With the prospect of open conflict so unpalatable, the United States has little choice morally but to continue a “multidimensional and multilateral” campaign to encourage the North to change its bellicose ways, according to Father Hehir. The Trump administration should continue economic and diplomatic initiatives, he says, while encouraging a multilateral response, drawing in the Russian Federation and the People’s Republic of China—nations which share an interest in peace on the peninsula—as much as possible.
That is no easy task, as North Korea seems increasingly resistant to appeals even from close ally China and when deeper economic isolation threatens to only cause greater harm to the North’s already famished public, he admits. All diplomatic efforts should be orchestrated through the United Nations, according to Father Hehir.
The United Nations has played a pivotal role in the Korean drama since the beginning; it was through the United Nations that the U.S. and allied intervention in East Asia was justified in 1950. Its resolutions and its charter on the use of force should continue to oversee the crisis, according to Father Hehir. “We still have an unfinished war,” he says. “That is one of the things that the North Koreans seeks to resolve.”
Despite his strong belief that just war principles do not justify renewed conflict, Father Hehir does believe that military force has a key role to play in this geopolitical drama. As discussions continue, the threat of the possible use of military force should focus the North’s attention, he suggests. A similar deterrent threat, after all, kept the peace between the United States and the Soviet Union for decades. And, he adds, just because one nation may make a threat, “you do not have to immediately move to it”—something he hopes the Trump administration keeps in mind.
The idea that Mr. Trump may feel obliged to turn to the military option because of his tough talk on North Korea during the campaign riles Father Hehir. “That would be utter nonsense,” he says. Handling North Korea requires “intelligence, restraint and patience.” Now holding the position of the leader of the world's greatest military power, President Trump has obligations and responsibilities different from those of candidate Trump, he argues. “You can’t say I have to do something because I said so during the campaign.

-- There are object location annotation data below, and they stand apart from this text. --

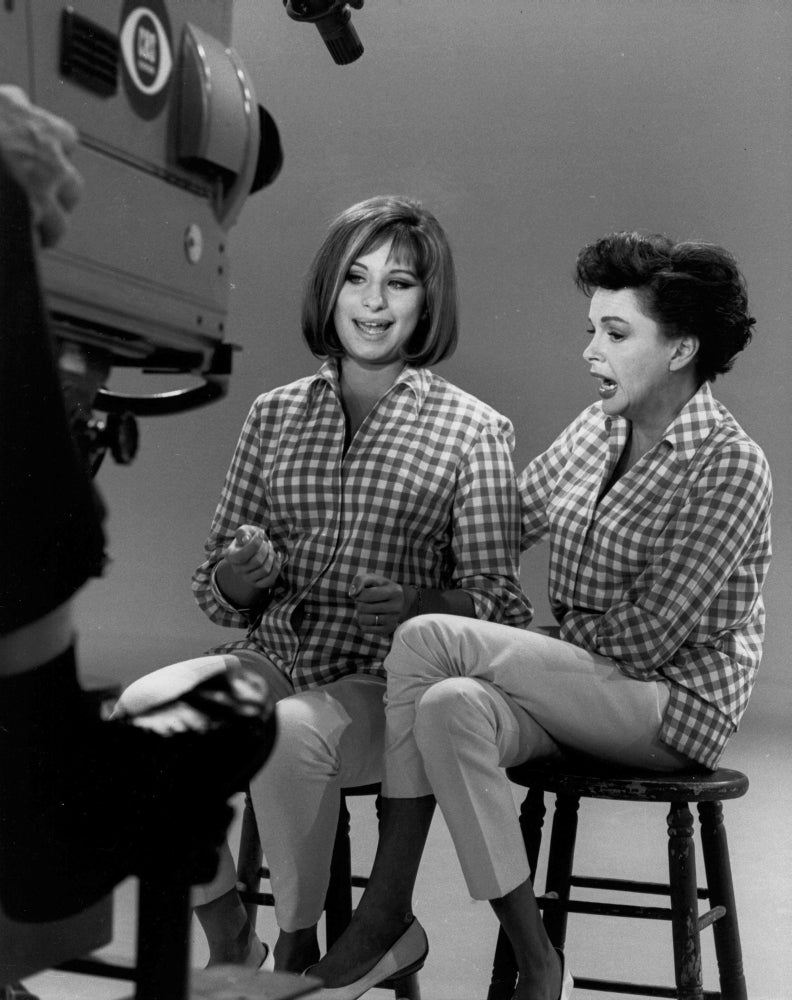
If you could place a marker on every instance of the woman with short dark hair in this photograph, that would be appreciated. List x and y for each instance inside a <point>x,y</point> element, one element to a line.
<point>357,497</point>
<point>656,506</point>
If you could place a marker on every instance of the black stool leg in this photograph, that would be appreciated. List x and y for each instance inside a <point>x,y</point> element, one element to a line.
<point>504,966</point>
<point>721,893</point>
<point>163,943</point>
<point>338,901</point>
<point>250,861</point>
<point>684,903</point>
<point>559,867</point>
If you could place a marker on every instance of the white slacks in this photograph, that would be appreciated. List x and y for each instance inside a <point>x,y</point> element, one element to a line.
<point>467,698</point>
<point>329,738</point>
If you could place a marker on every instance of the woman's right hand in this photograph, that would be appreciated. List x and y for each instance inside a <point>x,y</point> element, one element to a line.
<point>253,558</point>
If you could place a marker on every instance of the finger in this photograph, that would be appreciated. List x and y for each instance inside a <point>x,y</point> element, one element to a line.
<point>71,188</point>
<point>377,597</point>
<point>50,225</point>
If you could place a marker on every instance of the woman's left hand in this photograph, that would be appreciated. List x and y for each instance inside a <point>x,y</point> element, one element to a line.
<point>379,603</point>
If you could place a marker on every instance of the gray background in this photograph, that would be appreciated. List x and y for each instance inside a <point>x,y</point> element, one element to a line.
<point>529,128</point>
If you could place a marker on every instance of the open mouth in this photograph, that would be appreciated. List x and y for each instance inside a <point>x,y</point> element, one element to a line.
<point>372,329</point>
<point>607,388</point>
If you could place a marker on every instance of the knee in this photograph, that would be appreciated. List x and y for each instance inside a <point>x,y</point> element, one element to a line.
<point>455,708</point>
<point>420,646</point>
<point>148,692</point>
<point>306,737</point>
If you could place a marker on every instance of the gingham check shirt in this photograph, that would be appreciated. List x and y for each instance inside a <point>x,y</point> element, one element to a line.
<point>664,573</point>
<point>425,495</point>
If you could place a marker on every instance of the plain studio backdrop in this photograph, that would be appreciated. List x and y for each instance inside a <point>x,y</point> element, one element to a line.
<point>529,128</point>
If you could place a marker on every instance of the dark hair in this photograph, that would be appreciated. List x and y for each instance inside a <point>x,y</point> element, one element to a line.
<point>689,288</point>
<point>418,238</point>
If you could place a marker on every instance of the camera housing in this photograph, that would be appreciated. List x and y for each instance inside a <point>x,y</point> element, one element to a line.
<point>172,141</point>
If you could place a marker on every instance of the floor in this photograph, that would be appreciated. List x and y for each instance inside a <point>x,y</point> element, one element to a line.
<point>619,837</point>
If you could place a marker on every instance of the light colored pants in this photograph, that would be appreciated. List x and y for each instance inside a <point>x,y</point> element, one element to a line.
<point>329,738</point>
<point>468,698</point>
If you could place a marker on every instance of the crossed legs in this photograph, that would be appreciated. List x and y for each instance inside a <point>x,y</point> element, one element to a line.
<point>465,700</point>
<point>329,738</point>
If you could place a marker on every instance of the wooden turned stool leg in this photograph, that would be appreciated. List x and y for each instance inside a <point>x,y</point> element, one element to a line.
<point>504,967</point>
<point>559,867</point>
<point>721,893</point>
<point>684,903</point>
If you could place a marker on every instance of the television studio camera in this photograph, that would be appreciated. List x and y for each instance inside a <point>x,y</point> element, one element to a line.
<point>172,141</point>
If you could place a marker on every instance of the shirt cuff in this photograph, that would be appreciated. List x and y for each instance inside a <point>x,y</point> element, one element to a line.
<point>220,598</point>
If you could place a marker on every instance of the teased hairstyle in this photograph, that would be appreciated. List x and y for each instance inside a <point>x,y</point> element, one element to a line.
<point>418,239</point>
<point>689,288</point>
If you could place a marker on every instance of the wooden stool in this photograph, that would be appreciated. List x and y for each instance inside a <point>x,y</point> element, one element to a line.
<point>574,779</point>
<point>338,901</point>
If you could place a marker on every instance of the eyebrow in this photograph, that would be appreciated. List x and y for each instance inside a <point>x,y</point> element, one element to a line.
<point>406,269</point>
<point>613,319</point>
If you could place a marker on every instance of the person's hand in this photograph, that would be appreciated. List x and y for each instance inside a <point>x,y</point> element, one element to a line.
<point>36,147</point>
<point>379,603</point>
<point>253,558</point>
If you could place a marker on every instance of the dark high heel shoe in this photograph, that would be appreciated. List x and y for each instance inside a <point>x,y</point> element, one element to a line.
<point>88,802</point>
<point>405,956</point>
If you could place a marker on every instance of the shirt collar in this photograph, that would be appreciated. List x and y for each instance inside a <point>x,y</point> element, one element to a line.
<point>417,380</point>
<point>692,425</point>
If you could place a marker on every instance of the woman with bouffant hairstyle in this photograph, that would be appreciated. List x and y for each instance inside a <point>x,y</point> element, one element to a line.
<point>656,507</point>
<point>358,497</point>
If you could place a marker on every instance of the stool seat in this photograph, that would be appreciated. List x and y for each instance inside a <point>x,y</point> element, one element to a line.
<point>599,780</point>
<point>572,778</point>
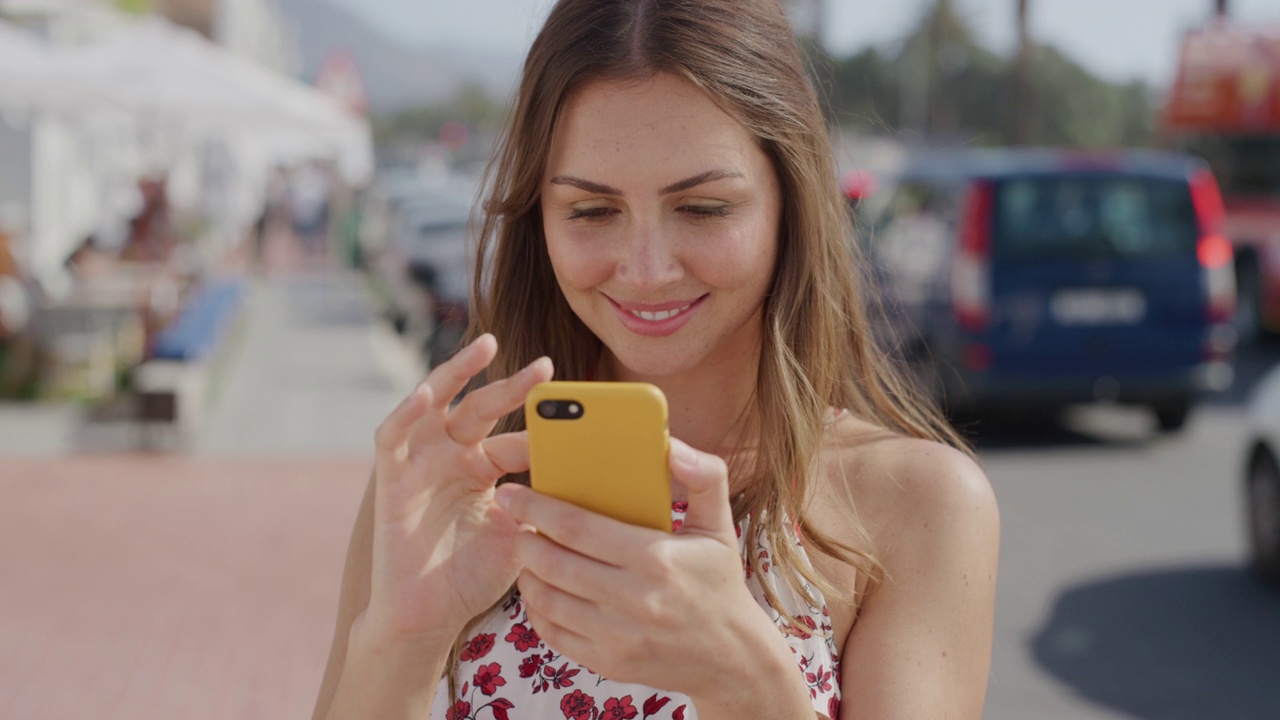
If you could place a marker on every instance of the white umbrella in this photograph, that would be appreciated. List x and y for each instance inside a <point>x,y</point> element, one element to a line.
<point>176,77</point>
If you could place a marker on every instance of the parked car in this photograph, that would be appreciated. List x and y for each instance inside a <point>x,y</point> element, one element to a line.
<point>1262,479</point>
<point>420,272</point>
<point>1033,278</point>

“We spent 40 years [confronting] a much more powerful adversary and found a way through it,” he adds. “That ought to be burned into the minds of decision makers” in Washington. The president’s personality and lack of background on geopolitical issues “certainly give one pause,” Father Hehir says, adding, “you cannot handle this situation with one-liners sent out of the blue.”
He hopes the president listens to more seasoned voices on world affairs in his administration like Secretary of Defense James Mattis and National Security Advisor H.R. McMaster, as next steps are discussed, urging that those today clamoring for a more muscular approach to North Korea should be disregarded. “There were voices in 1950s who called for the use of nuclear weapons with China and Russia,” Father Hehir recalls. “That would have been a disaster,” he says, “and we would have been condemned by history.”
There is still plenty of time and negotiating room, he says, to avoid that fate today in Korea.
Correction (6:20 p.m., July 7): An earlier version of this report conflated the meaning of the term "pre-emptive strike," conducted when enemy aggression appears imminent, with "preventive strike," undertaken to neutralize a potential threat.